Sunday, August 2
Eighteenth Sunday In Ordinary Time
Matthew 14: 13-21
When Jesus heard of the death of John the Baptist,
he withdrew in a boat to a deserted place by himself.
The crowds heard of this and followed him on foot from their towns.
When he disembarked and saw the vast crowd,
his heart was moved with pity for them, and he cured their sick.
When it was evening, the disciples approached him and said,
“This is a deserted place and it is already late;
dismiss the crowds so that they can go to the villages
and buy food for themselves.”
Jesus said to them, “There is no need for them to go away;
give them some food yourselves.”
But they said to him,
“Five loaves and two fish are all we have here.”
Then he said, “Bring them here to me, ”
and he ordered the crowds to sit down on the grass.
Taking the five loaves and the two fish, and looking up to heaven,
he said the blessing, broke the loaves,
and gave them to the disciples,
who in turn gave them to the crowds.
They all ate and were satisfied,
and they picked up the fragments left over—
twelve wicker baskets full.
Those who ate were about five thousand men,
not counting women and children.
One of the lines in the gospel that is sometimes overlooked or not really heard by the listener, is that first verse from today that reads, “When Jesus heard of the death of John the Baptist, He withdrew in a boat to a deserted place by Himself.”(Matthew 14:13)

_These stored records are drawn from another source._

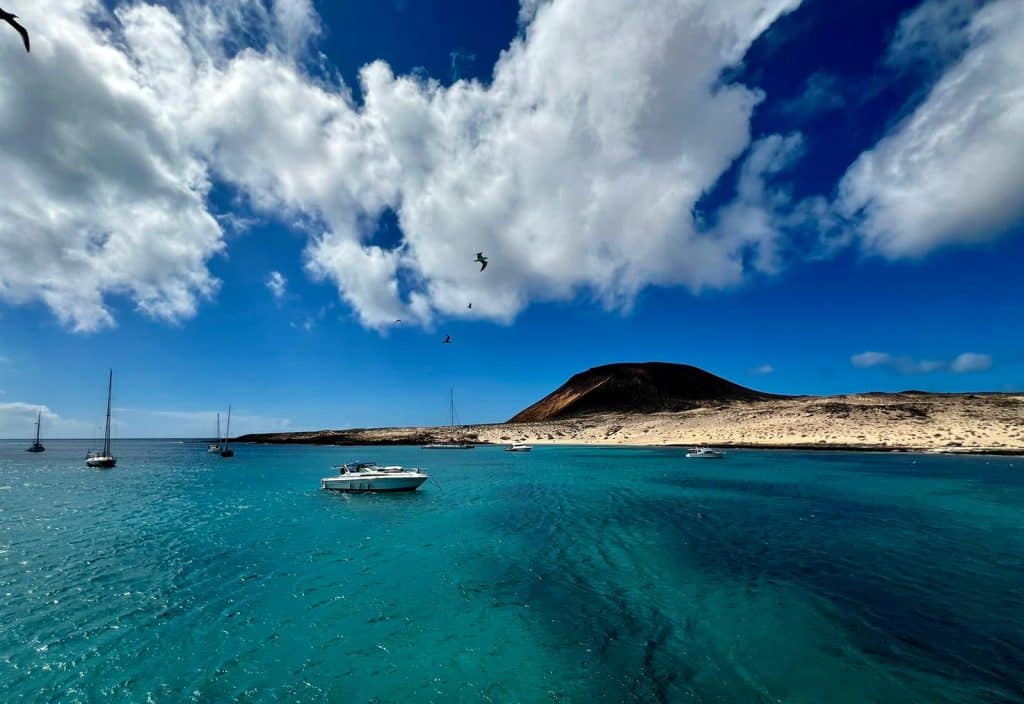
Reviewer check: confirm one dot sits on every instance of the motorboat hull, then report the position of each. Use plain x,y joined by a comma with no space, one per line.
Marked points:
372,484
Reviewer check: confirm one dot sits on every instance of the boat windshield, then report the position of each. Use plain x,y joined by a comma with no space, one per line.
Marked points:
357,467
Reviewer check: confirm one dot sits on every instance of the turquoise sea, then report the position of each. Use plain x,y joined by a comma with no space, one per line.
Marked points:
564,575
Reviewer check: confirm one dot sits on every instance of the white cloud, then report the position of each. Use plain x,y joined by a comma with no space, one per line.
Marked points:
100,194
933,33
195,424
953,171
17,420
278,286
571,182
971,361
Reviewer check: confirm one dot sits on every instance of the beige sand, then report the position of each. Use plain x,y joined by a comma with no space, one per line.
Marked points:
975,423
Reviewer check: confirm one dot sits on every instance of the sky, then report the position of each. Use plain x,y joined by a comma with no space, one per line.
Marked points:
237,202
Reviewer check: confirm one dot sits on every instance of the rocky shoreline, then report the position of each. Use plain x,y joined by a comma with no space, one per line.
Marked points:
960,424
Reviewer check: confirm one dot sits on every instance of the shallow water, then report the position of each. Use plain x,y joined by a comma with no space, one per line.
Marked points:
566,574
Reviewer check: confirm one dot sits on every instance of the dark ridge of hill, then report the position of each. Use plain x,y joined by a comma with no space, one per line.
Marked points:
640,387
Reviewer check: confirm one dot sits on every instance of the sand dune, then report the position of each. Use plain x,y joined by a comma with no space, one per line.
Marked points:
951,423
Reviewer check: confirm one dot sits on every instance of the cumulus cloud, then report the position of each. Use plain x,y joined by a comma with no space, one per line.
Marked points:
278,286
17,420
953,170
571,182
100,194
969,361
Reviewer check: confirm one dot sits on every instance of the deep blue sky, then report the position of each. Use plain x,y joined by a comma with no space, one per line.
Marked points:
307,358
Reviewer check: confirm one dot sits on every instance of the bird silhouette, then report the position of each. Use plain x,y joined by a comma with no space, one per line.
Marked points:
10,19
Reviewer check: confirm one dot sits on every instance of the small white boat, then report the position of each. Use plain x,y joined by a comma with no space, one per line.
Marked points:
38,446
705,453
453,442
225,450
103,459
367,477
214,447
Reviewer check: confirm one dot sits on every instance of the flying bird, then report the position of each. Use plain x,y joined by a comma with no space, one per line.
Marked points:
11,19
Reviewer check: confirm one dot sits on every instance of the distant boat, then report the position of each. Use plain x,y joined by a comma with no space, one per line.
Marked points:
453,442
214,447
366,477
225,451
705,453
38,446
104,459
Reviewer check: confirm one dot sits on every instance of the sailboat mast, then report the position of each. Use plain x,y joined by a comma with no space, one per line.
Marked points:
107,433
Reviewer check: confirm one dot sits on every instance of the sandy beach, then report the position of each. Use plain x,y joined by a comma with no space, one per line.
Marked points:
947,423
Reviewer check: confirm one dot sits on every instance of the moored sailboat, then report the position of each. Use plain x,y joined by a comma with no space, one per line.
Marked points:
38,446
214,447
453,442
103,459
226,451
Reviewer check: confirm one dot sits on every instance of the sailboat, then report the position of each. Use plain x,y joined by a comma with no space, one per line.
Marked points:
38,446
214,447
104,459
453,442
226,451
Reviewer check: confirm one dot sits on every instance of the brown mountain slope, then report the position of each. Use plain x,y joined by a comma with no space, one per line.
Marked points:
642,387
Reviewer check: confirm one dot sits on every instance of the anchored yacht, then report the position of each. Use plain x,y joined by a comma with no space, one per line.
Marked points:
705,453
367,477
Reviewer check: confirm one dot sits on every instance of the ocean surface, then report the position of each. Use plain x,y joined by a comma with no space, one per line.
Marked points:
564,575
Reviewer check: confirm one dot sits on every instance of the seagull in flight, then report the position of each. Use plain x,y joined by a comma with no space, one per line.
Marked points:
11,19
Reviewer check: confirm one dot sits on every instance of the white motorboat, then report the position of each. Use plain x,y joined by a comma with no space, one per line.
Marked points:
103,459
518,447
367,477
705,453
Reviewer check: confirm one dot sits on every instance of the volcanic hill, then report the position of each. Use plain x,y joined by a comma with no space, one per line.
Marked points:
641,387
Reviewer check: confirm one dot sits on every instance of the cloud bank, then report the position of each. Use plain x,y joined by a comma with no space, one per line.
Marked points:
953,171
963,363
578,168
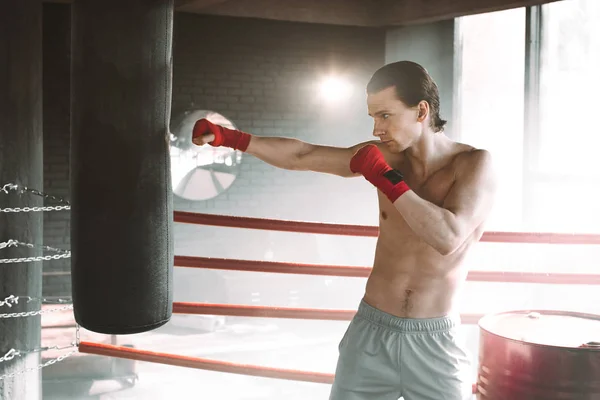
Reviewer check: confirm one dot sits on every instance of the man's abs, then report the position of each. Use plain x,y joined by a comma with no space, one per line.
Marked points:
409,278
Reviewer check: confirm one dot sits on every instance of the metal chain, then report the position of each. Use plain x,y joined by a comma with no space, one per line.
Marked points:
34,209
9,301
32,259
46,364
16,243
12,300
22,189
12,353
34,313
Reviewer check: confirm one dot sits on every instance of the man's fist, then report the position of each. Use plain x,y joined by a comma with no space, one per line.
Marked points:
206,132
203,133
369,161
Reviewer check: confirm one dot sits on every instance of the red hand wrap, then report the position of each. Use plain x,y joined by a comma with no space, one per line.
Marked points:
369,161
226,137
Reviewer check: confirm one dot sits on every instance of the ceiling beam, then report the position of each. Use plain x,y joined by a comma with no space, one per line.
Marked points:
409,12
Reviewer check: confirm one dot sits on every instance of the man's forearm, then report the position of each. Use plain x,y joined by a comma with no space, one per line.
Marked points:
435,225
278,151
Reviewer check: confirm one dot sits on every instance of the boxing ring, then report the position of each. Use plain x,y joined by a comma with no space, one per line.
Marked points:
312,269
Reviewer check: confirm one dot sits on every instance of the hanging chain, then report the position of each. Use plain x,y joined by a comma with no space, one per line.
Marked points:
46,364
12,300
34,209
15,243
35,312
23,189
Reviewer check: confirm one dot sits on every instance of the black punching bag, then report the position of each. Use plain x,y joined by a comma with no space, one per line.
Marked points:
121,209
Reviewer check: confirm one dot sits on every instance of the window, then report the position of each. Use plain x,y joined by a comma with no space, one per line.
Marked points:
490,110
569,88
565,176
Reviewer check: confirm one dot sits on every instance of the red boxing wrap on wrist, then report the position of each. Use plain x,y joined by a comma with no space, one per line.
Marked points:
226,137
369,161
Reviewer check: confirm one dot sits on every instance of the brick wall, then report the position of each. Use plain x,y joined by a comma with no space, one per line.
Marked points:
262,75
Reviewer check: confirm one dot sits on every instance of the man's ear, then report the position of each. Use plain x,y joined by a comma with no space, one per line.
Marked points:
423,111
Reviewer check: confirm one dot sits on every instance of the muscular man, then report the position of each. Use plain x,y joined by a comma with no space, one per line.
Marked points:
434,196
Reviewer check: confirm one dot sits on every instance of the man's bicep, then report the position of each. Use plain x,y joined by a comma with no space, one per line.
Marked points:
331,160
472,195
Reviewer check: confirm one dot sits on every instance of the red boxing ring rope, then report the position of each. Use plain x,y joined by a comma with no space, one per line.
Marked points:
363,272
368,231
280,312
313,269
202,363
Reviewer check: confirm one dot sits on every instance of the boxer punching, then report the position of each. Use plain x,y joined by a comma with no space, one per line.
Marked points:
434,196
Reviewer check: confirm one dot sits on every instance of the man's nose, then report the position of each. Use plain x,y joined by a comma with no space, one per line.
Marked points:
378,132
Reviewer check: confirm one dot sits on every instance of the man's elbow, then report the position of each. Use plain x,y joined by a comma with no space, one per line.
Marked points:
450,245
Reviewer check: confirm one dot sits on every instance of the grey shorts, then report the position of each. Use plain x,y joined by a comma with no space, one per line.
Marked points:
384,357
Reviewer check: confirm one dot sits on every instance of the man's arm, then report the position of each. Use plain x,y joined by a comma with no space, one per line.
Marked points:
286,153
294,154
467,205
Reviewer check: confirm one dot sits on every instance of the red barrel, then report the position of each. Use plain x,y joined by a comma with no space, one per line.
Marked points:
539,355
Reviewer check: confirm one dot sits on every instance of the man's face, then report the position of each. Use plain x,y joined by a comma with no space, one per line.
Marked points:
395,124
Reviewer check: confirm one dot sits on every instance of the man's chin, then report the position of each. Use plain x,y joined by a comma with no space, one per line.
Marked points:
393,147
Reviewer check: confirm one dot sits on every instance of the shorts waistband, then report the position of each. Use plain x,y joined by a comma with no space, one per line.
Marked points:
407,325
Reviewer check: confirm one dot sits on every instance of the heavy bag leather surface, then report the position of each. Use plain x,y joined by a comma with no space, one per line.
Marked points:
121,227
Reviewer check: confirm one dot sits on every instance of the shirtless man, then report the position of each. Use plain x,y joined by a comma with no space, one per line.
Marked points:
434,196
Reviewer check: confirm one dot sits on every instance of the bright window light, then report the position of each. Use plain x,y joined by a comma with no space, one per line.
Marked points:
335,88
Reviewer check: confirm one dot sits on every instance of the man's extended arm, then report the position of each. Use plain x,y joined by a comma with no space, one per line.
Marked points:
286,153
444,228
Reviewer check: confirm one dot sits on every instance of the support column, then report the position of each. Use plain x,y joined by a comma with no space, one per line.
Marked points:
21,162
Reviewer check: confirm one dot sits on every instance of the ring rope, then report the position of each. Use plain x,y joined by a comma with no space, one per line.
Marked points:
363,272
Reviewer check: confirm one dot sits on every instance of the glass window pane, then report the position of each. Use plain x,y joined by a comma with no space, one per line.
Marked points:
570,83
492,60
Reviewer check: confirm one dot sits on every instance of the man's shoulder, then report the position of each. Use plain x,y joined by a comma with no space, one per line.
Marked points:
469,157
475,164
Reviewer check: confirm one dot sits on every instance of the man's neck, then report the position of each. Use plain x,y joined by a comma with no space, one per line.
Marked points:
425,154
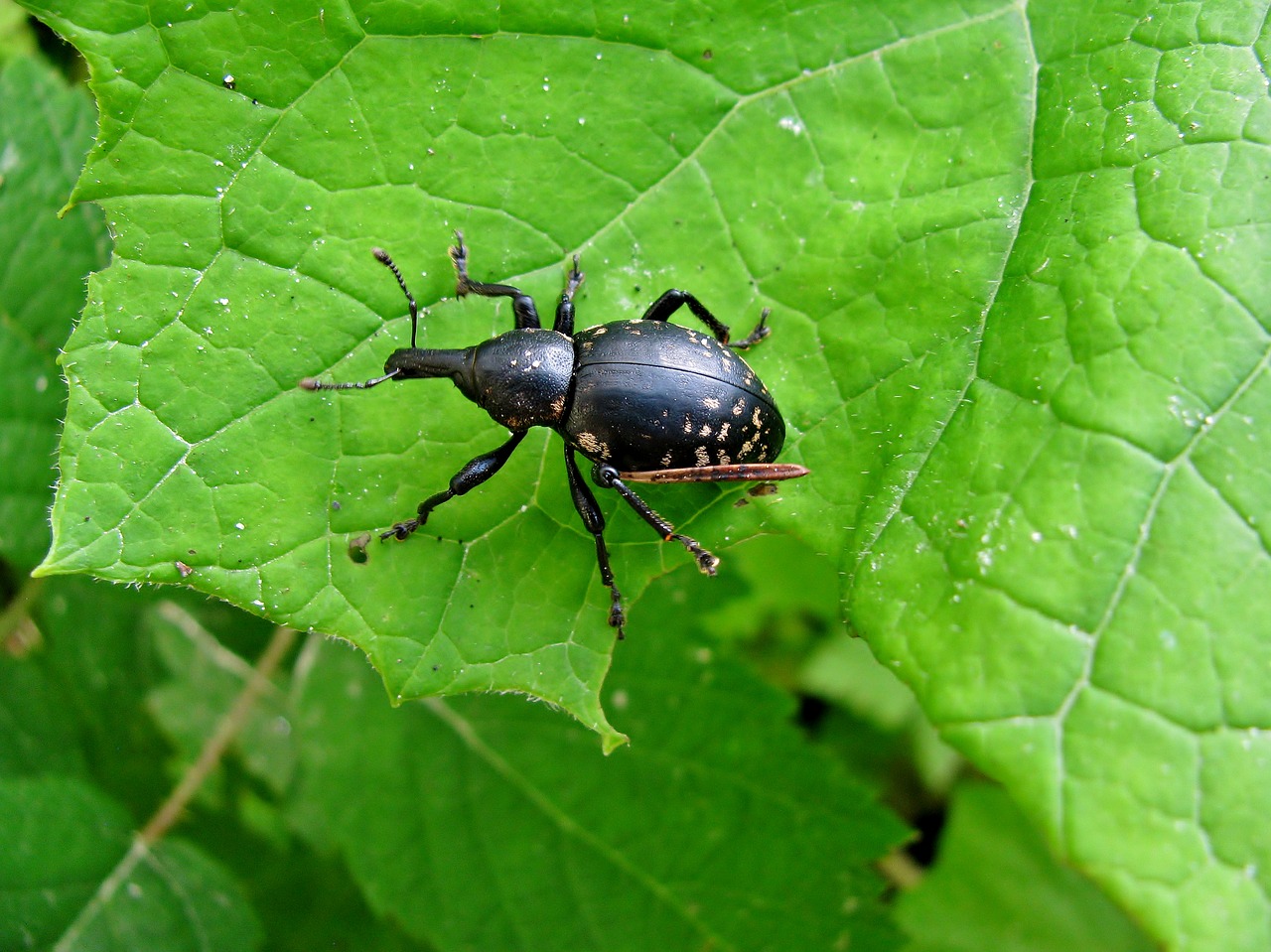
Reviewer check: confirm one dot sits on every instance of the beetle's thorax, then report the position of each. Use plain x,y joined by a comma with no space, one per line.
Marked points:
521,377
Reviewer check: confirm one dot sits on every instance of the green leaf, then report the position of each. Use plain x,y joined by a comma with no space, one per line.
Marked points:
68,874
1016,258
45,131
482,823
997,886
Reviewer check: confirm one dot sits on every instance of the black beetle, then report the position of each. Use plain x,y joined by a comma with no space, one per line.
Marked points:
644,400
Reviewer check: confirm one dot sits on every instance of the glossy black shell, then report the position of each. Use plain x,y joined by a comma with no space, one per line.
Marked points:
649,394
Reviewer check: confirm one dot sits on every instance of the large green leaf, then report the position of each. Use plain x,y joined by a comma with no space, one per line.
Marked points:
1015,255
68,872
45,131
486,824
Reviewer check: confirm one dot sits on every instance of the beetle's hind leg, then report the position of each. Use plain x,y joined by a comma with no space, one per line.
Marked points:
755,336
522,305
672,300
585,501
607,476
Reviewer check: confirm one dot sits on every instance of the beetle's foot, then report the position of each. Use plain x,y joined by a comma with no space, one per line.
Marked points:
573,279
459,258
617,616
755,336
402,530
707,562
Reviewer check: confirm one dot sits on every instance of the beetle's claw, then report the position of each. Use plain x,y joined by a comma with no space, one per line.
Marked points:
617,617
402,530
707,562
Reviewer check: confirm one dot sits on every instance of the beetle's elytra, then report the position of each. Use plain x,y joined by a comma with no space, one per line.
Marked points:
644,400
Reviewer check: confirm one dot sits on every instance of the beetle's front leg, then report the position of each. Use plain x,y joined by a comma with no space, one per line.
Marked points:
475,473
607,476
585,502
522,305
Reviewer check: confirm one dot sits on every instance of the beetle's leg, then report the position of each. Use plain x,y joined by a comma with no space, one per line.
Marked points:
473,475
522,305
585,502
755,336
672,300
564,309
607,478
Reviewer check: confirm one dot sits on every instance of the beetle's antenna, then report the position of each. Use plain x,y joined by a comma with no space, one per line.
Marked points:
382,258
312,383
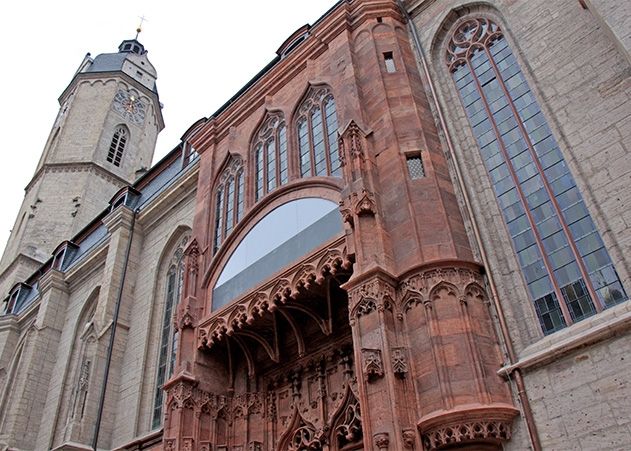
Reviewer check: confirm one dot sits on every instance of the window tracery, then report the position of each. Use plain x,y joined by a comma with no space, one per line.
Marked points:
169,335
229,201
567,269
270,155
316,127
117,146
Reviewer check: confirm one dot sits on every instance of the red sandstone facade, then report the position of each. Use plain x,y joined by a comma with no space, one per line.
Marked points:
382,337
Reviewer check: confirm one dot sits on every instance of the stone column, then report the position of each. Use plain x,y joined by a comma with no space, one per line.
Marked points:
25,402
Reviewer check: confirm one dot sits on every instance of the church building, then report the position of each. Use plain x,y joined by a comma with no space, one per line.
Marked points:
410,231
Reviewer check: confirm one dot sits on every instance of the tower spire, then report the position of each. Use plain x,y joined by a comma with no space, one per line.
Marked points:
139,29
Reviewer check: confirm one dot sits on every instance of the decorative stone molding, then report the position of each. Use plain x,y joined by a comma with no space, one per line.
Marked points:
422,286
399,362
409,437
351,144
474,431
374,294
278,291
382,440
187,444
192,252
373,364
486,424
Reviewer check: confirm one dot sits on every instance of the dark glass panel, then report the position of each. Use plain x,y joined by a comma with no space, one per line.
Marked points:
305,153
271,165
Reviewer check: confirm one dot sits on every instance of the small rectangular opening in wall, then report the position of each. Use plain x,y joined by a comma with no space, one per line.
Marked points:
389,62
415,166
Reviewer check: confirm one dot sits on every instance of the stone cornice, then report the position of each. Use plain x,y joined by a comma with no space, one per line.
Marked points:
609,323
77,167
113,75
347,16
157,208
52,279
120,217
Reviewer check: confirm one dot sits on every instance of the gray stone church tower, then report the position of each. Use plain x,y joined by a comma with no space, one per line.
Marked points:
103,139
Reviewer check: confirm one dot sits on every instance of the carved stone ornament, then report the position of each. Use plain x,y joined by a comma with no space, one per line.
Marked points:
275,293
373,364
187,444
382,440
366,205
409,437
187,319
467,432
399,362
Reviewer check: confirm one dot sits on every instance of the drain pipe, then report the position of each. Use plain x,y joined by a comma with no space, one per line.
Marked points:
510,350
110,349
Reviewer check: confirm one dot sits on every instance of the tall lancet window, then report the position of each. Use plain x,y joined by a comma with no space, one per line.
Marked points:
229,201
270,155
117,146
169,336
566,267
316,128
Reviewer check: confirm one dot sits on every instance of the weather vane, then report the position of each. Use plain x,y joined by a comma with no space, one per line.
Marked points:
139,29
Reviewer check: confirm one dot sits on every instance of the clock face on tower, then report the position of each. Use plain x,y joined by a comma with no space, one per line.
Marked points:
129,106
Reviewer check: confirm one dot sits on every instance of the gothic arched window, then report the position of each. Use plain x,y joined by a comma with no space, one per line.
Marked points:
229,201
168,335
270,155
117,146
316,128
567,269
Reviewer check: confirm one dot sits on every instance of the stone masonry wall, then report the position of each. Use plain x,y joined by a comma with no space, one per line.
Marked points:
582,81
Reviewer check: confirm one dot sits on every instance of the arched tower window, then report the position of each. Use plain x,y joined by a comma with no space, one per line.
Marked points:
229,201
117,146
316,128
567,269
270,155
169,336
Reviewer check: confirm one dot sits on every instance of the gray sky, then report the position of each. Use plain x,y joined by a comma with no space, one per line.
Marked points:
204,51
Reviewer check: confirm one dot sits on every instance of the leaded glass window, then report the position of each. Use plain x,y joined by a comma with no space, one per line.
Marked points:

John the Baptist and Jesus were cousins. When Mary went to visit his aunt Elizabeth, upon entering the house, the gospel tells us that John the Baptist whom Elizabeth was carrying in her womb, leapt for joy, as he recognized the Savior in the womb of Mary. Later it is John who baptized Jesus in the River Jordan, and calls out that Jesus is the Lamb of God. John goes on to say that he is not worthy to untie the sandals of the foot of Jesus.
The two intersect time and again in the gospel and although John preaches a baptism of Repentance, it is Jesus who brings the fire of the Holy Spirit forward at Pentecost.
It is not surprising then that Jesus is shaken when he learns of the death of his cousin and the one who had become so influential in His life. Afterall, it is John who Jesus calls the greatest of the prophets.
After the murder of John by Herod due to the jealously of his wife, Jesus faces the question of what comes next for him. Does he retreat, give up his mission, or simply ignores the warning of the Roman appointed King Herod?
I think that the death of John, and the warning to Jesus that this would also happen to him emboldens Jesus to move forward very publicly with his caring and healing of others. Jesus is reaffirmed in his convictions that God is alive with Him and he is doing rightly the will of the Father.
The lesson for us? Do the same. In spite of hardships and troubles, roadblocks and threats, we should become more emboldened in our commitment to Jesus and the Church and live as He lived in hope and in confidence.